Dicas práticas para melhorar a concordância verbal
Praticar regularmente é a chave para fixar a concordância verbal. Aqui vão algumas orientações úteis para você aplicar no dia a dia:
- Identifique sempre o núcleo do sujeito, mesmo quando há palavras no meio da frase.
- Fique atento a palavras como "todos", "ambos", "cada", "um dos" e "vários", pois elas exigem atenção extra na concordância.
- Leia em voz alta e escute se a frase soa natural; isso ajuda a perceber desacordos.
- Revise textos anteriores e marque os verbos para treinar a associação com o sujeito.
- Use ferramentas de revisão gramatical, mas confirme as correções com a regra gramatical.
Perguntas frequentes sobre concordância verbal
Abaixo, respondemos às dúvidas mais recorrentes para consolidar seu entendimento sobre concordância verbal.

- O que fazer quando o sujeito é um substantivo coletivo?
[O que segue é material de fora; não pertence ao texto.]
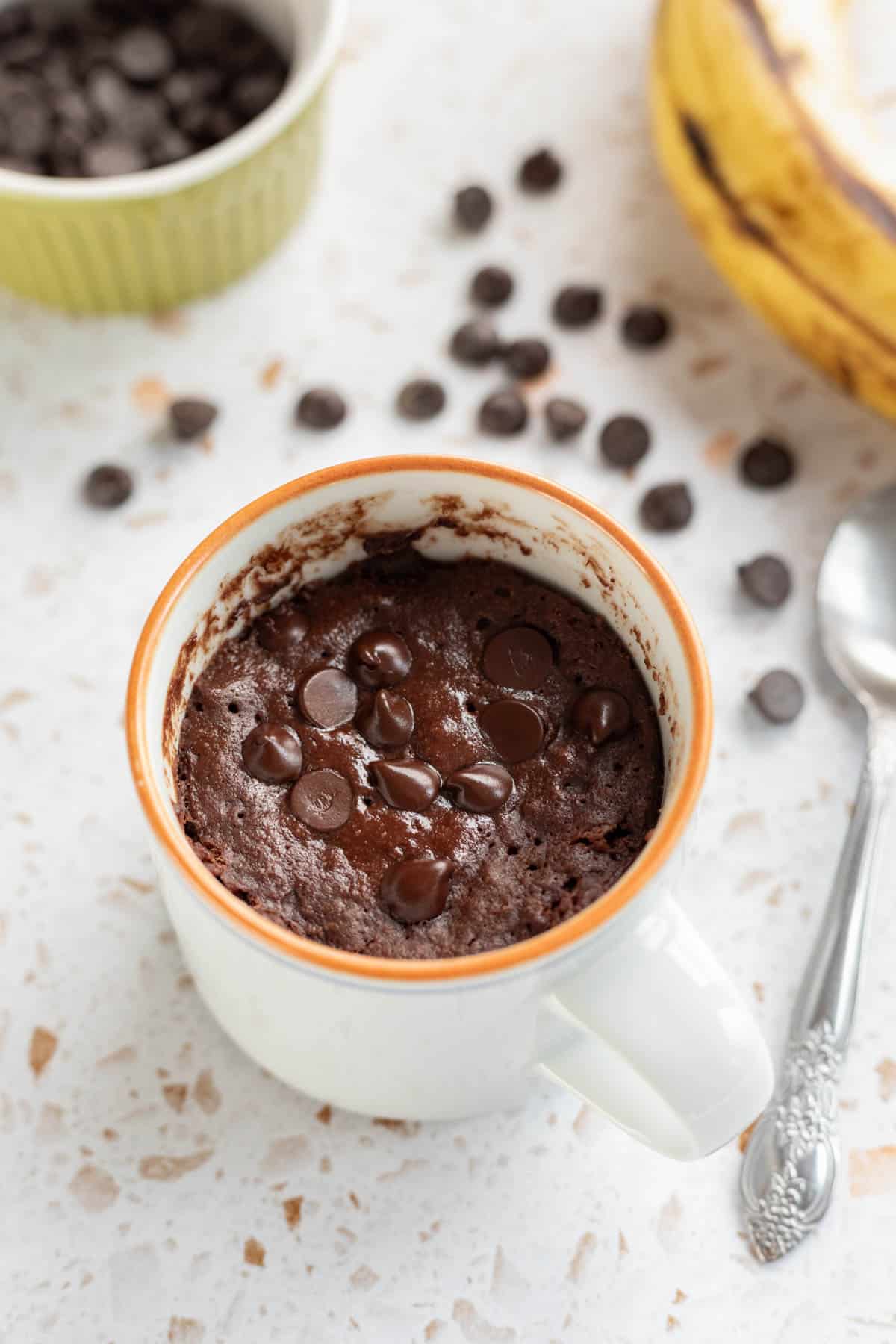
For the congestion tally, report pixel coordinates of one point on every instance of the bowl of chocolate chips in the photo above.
(153, 152)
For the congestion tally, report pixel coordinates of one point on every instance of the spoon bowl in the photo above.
(856, 600)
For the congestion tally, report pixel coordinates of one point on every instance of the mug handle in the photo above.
(656, 1036)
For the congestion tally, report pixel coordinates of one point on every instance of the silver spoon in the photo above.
(788, 1171)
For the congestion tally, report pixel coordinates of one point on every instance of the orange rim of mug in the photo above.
(305, 951)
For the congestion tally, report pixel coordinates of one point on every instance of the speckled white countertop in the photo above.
(541, 1226)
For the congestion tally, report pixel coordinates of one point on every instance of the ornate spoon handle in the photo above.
(788, 1169)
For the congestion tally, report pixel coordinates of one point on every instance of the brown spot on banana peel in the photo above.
(709, 167)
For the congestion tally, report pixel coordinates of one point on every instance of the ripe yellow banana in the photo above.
(762, 137)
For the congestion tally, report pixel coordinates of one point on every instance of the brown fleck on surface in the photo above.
(721, 449)
(746, 1136)
(175, 1095)
(363, 1278)
(476, 1328)
(872, 1171)
(886, 1071)
(186, 1330)
(42, 1048)
(270, 374)
(94, 1189)
(151, 396)
(401, 1127)
(254, 1253)
(293, 1210)
(707, 364)
(581, 1257)
(172, 1169)
(206, 1095)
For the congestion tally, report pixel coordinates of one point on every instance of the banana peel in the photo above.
(762, 137)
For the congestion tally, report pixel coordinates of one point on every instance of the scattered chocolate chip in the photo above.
(519, 658)
(768, 463)
(766, 579)
(417, 889)
(273, 753)
(623, 441)
(408, 785)
(484, 786)
(144, 54)
(320, 408)
(504, 413)
(541, 171)
(111, 158)
(388, 721)
(778, 697)
(564, 418)
(667, 508)
(323, 800)
(327, 698)
(645, 327)
(472, 208)
(422, 398)
(191, 417)
(526, 358)
(282, 631)
(492, 287)
(379, 658)
(514, 729)
(108, 485)
(578, 305)
(602, 715)
(476, 342)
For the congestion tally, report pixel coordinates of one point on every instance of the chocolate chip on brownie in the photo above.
(768, 463)
(492, 287)
(645, 327)
(778, 695)
(108, 485)
(623, 441)
(564, 418)
(421, 399)
(578, 305)
(472, 208)
(191, 417)
(504, 413)
(527, 358)
(766, 579)
(541, 171)
(320, 408)
(667, 508)
(476, 342)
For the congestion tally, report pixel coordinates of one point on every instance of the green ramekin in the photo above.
(152, 241)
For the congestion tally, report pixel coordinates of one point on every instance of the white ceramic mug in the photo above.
(623, 1003)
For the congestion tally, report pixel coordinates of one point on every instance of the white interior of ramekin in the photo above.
(314, 26)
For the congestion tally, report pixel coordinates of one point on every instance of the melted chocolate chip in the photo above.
(602, 715)
(379, 658)
(519, 658)
(388, 721)
(282, 631)
(408, 785)
(273, 753)
(514, 729)
(327, 698)
(323, 800)
(484, 786)
(417, 889)
(778, 697)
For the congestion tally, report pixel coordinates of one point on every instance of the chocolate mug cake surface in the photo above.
(421, 759)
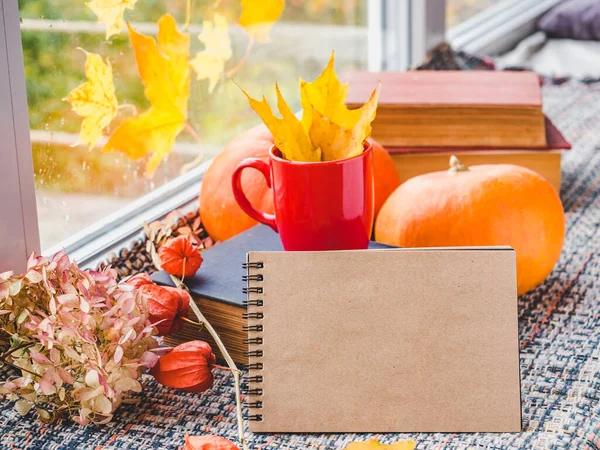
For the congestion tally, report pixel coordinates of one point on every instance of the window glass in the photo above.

No português do Brasil, substantivos coletivos como "time", "família" e "grupo" podem ser tratados como singulares ou plurais, dependendo do contexto. Se o foco está na unidade, usa-se verbo no singular; se no conjunto, no plural.
- Como tratar sujeitos compostos com "ou" ou "nem"?
A concordância costuma ser com o sujeito mais próximo do verbo. Exemplo: "Ninguém, nem mesmo os alunos, estão presentes" (concordância com "alunos").
- É possível ignorar a concordância em situações informais?
Em conversas casuais, as pessoas podem não perceber, mas em textos formais e profissionais a concordância correta é obrigatória para manter a credibilidade.
- Como a concordância verbal se relaciona com a ortografia?
Alterações ortográficas, como as da terceira pessoa do singular no presente do indicativo (ex.: "fica" em vez de "fika"), não afetam a regra da concordância, que continua sendo a mesma.
Dominar a concordância verbal no português do Brasil exige atenção constante, mas traz grandes benefícios para sua comunicação. Com prática e revisão, você internaliza os padrões e reduz erros, escrevendo com clareza e falando com confiança.